The church on mission through prayer

Confronting white privilege

ICOMB director David Wiebe opened the week-long consultation on mission and prayer with a brief overview of Mennonite Brethren history, especially as it relates to the spread of our denomination around the world through missions. The outline of our diversity (35 countries, etc.) provided the segue to the uncomfortable reality that “white people” (i.e.. North American MBs) have dominated the missions structures and therefore the worldwide fellowship of MB conferences. He indicated that this could be felt in areas of theology and practice.

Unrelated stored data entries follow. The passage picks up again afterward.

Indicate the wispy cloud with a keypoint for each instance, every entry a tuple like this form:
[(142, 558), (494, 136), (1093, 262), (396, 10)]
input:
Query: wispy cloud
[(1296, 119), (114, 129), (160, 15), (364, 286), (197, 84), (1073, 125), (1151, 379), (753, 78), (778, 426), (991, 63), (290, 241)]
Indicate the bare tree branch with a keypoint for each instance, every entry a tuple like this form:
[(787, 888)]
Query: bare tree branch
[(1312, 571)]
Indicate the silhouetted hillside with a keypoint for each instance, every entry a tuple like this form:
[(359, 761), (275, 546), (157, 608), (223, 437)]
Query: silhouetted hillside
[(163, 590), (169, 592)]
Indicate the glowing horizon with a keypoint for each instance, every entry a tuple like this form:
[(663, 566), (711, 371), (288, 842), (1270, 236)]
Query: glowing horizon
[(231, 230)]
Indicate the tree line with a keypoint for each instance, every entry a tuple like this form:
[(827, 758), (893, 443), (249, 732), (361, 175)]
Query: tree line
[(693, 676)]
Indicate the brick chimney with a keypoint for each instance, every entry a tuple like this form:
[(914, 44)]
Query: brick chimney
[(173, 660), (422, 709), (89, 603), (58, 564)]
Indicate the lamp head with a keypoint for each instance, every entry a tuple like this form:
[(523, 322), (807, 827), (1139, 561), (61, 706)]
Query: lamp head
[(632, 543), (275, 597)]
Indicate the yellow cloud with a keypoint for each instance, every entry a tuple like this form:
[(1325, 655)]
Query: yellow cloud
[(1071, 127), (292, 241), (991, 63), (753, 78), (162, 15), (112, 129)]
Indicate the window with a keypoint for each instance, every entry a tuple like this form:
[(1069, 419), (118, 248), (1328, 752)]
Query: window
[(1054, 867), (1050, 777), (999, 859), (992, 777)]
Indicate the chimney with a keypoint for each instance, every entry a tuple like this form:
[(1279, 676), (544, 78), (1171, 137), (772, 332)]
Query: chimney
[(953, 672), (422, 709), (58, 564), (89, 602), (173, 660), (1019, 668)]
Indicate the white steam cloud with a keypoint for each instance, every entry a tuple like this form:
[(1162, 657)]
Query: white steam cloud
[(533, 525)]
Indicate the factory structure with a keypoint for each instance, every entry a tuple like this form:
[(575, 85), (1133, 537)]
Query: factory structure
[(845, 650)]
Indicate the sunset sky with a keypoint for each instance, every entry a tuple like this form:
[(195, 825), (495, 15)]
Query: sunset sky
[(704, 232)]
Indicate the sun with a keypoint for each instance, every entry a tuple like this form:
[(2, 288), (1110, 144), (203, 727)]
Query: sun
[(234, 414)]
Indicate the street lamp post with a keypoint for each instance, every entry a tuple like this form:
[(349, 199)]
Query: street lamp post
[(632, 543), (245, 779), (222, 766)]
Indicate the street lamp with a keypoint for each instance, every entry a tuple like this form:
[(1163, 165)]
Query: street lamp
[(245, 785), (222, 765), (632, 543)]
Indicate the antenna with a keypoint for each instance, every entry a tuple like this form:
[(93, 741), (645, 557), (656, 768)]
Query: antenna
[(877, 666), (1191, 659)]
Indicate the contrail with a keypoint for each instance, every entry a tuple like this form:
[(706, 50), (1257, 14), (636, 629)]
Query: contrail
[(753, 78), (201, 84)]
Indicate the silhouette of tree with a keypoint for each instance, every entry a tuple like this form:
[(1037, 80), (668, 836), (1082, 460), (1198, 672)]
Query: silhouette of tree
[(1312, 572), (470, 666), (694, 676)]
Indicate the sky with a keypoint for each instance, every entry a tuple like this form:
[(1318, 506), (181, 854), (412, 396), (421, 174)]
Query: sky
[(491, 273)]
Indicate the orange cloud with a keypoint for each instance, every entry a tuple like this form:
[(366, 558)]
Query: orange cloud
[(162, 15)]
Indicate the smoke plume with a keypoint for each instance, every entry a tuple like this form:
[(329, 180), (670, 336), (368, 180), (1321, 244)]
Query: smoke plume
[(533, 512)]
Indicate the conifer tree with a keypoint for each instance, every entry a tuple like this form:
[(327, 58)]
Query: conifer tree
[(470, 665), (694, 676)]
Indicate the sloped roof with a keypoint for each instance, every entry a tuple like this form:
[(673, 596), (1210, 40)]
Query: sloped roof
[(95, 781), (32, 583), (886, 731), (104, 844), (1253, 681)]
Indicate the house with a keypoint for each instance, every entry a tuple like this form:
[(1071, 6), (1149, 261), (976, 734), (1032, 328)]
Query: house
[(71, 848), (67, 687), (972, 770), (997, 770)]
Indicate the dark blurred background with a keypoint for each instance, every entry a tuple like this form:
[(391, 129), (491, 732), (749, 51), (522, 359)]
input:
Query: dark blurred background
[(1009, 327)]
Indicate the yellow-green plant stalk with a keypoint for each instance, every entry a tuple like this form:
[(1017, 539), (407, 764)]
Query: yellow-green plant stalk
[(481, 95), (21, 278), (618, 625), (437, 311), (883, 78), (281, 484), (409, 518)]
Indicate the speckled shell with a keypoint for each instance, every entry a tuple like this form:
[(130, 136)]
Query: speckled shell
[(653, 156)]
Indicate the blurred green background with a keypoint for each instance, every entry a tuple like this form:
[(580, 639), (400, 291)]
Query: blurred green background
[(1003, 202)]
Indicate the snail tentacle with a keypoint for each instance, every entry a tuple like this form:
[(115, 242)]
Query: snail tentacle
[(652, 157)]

Facing the difficulties of “white privilege” in missions is a central aspect of my own involvement in cross-cultural missions. Just last week, I had sent David an article about this that I had read as I was preparing for my workshop at the consultation on honour-shame cultures. So, knowing that we as a family of churches were finally going to have a public conversation about this is exciting.

David asked one of the most important questions a North American director pose on this subject: “I sometimes think things are going well (toward integration), but as a white guy, how will I know?” He encouraged the leaders from the rest of the global family to have the courage to speak up, and to know that he and other leaders in the ICOMB and MB Mission world would listen.

“We must genuinely appreciate all cultures as being capable of reflecting biblical faith,” David quoted Richard Twiss (American indigenous theologian). This is the “fourth” self that in recent years has been added to the older ideal of a three-self healthy church. The component of self-theologizing (in addition to self-governing, self-funding and self-reproducing) is actually the healthiest “self” to develop if the other three are to develop naturally.

David finished with a call to make the most of an unprecedented and hopeful moment in time; love can conquer all.

—Robert Thiessen works alongside Mixtec indigenous leaders in Mexico with MB Mission.